Monday, January 15, 2007

Growing up Christian Reformed

Today a topic at Scot McKnight’s blog is “Trumanist” Christianity. The term comes from the movie The Truman Show, in which Jim Carey portrays a man who is unaware that he exists in a completely contrived world.

I, too, grew up as a Trumanist Christian, and like in the Southwestern Baptist Seminary article that McKnight references, in a denomination convinced it had the monopoly on the truly true Truth. (I wonder if there is anything to the title The Tru(e)-man Show, or if I am reading too much into it.)

I remember hearing several stories of how, when some scholar or another questing person seriously studied the Bible, he (it was always he) was convinced that the Christian Reformed denomination (sorry, SBC) was the one most Biblical.

We knew we were right, and that God had elected us so. So many churches had given up their Sunday evening services, but in our thanksgiving we could continue to faithfully dedicate that time to the Lord. And there were so many other kinds of church folks who broke the Sabbath, using it for pleasure and frivolity (and even yard work!) when the Lord had commanded we set it aside for study and rest.

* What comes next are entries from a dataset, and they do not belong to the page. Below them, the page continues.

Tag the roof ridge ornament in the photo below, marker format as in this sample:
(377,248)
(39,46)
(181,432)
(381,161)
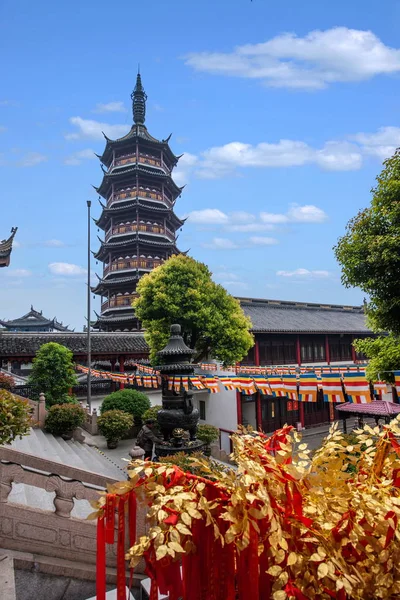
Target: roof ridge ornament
(139,98)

Those poor Baptists who didn’t have their babies baptized--they had to agonize so much about the eternal fate of a child should it die, while we had the assurance that the Bible taught that the children of believers are holy.

No, the Christian Reformed Church held the keys to the way, the truth, and the life, and joyful were the elect who found their way into the true fold.

Among many of its members, the attitude still exists, along with a general fear of relocating anywhere outside the CRC "map."

I am very thankful for the Christian training I got growing up Christian Reformed, and I hold to Reformed theology quite strongly. But it's been wonderful to get out of the bubble (and it's not even politically correct to claim you have a bubble when you are Presbyterian[USA]) and meet my Baptist, and Methodist, and Disciples, and pentecostal, and charismatic, and non/multi-denominational, and Catholic, and emerging brothers and sisters.